Rheinsberg, jene anmutige Besitzung in der Nähe von Ruppin, mit welcher der Kronprinz nach seiner Vermählung beschenkt worden war, bildete nun den Mittelpunkt seiner Freuden. Hier wurde seine Hofhaltung, fürstlich, aber ohne übertriebenen Glanz, eingerichtet; hier sammelten sich um ihn die Männer, die ihm vor allen wert waren; hier widmete er die Tage, die nicht durch Dienstgeschäfte in Anspruch genommen wurden, dem ungestörten Genuss der Wissenschaften und Künste. Das Verhältnis zu seiner Gemahlin hatte sich auf eine sehr erfreuliche Weise gestaltet; ihr Äußeres hatte die zarteste Anmut gewonnen, ihre Schüchternheit hatte sich zur reinsten weiblichen Milde entfaltet, ihre vollkommene Hingebung an den Gemahl erwarb ihr von dessen Seite eine herzliche Zuneigung; ohne im Mindesten danach zu streben, war sie in dieser glücklichen Zeit selbst nicht ohne Einfluss auf seine Entschließungen. Leider nur war die Ehe durch keine Kinder beglückt.
Friedrich – 1736
Unter Friedrichs Freunden sind vornehmlich anzuführen: Baron Keyserling, ein heiterer, lebensfroher Mensch, der ihm schon in früherer Zeit vom Könige zum Gesellschafter gegeben war und mit dem sich jetzt das innigste Verhältnis entwickelte; Knobelsdorff, dem Kronprinzen seit der Zeit des Küstriner Aufenthalts wert, damals Hauptmann, jetzt aber dem militärischen Treiben abgetan und nur den bildenden Künsten, namentlich der Architektur, lebend, für die er ein hochachtbares Talent auszubilden wusste; Jordan, früher Prediger, jetzt mit dem Studium der schönen Wissenschaften beschäftigt und durch gesellige Talente ausgezeichnet, u. a. m.
Hofmaler Antoine Pesne
Sodann eine Reihe ehrenwerter Offiziere, älterer und jüngerer; Künstler, unter denen besonders der Hofmaler Pesne von höherer Bedeutung ist; Musiker, wie z. B. der bekannte Kapellmeister Graun; und manche Andere, die nur vorübergehend in Rheinsberg einsprachen. Mit entfernten Freunden endlich wurde das Band durch einen eifrig fortgesetzten Briefwechsel festgehalten.
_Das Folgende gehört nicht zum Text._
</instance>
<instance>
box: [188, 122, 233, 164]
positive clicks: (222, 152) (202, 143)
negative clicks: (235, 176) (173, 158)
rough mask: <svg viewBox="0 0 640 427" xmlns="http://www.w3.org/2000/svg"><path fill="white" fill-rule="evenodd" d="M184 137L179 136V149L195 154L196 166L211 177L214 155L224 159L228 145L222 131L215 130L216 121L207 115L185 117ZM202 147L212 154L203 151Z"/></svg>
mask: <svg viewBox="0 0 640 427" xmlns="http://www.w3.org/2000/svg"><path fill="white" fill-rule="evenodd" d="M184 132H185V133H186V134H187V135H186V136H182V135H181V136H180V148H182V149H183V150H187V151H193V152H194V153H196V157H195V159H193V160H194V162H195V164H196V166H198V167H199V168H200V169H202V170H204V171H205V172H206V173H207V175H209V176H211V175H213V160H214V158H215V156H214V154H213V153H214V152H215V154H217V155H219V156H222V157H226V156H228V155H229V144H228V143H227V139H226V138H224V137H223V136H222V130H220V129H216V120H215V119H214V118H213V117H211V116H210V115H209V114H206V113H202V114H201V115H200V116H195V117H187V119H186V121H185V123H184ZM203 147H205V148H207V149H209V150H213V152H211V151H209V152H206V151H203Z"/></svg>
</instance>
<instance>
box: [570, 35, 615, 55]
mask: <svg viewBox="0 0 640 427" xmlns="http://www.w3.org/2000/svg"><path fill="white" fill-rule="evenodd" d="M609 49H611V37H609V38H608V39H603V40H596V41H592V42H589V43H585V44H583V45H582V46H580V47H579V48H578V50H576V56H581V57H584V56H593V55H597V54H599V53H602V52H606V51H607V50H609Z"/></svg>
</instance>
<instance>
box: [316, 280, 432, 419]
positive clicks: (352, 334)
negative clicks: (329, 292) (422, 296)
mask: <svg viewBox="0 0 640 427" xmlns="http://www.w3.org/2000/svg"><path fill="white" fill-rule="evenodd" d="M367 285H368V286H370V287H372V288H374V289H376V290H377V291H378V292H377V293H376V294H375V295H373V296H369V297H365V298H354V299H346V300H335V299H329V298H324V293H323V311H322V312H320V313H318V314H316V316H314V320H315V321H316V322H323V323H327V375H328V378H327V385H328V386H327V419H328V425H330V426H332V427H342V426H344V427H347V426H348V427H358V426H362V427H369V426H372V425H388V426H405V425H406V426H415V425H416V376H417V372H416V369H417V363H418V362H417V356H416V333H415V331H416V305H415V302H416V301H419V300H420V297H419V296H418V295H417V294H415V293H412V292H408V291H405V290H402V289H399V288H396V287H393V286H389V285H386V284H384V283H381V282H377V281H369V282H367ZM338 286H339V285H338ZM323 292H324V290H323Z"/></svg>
Jacob Friedrich Freiherr von Bielfeld – 1717 – 1770
In den Briefen eines Zeitgenossen, des Baron Bielfeld, der im letzten Jahre ebenfalls unter die Zahl der Rheinsberger Freunde aufgenommen wurde, ist uns das anschaulichste Bild von Rheinsberg, von der Anmut des Ortes, von der Heiterkeit des dortigen Lebens aufbehalten. Wir können die Schilderung desselben nicht besser wiedergeben, als indem wir seine eigenen Worte benutzen:
„Die Lage des Schlosses (so schreibt Bielfeld im Oktober 1739) ist schön. Ein großer See bespült fast seine Mauern, und jenseits desselben zieht sich amphitheatralisch ein schöner Wald von Eichen und Buchen hin. Das ehemalige Schloss bestand nur aus dem Hauptgebäude mit einem Flügel, an dessen Ende sich ein alter Turm befand.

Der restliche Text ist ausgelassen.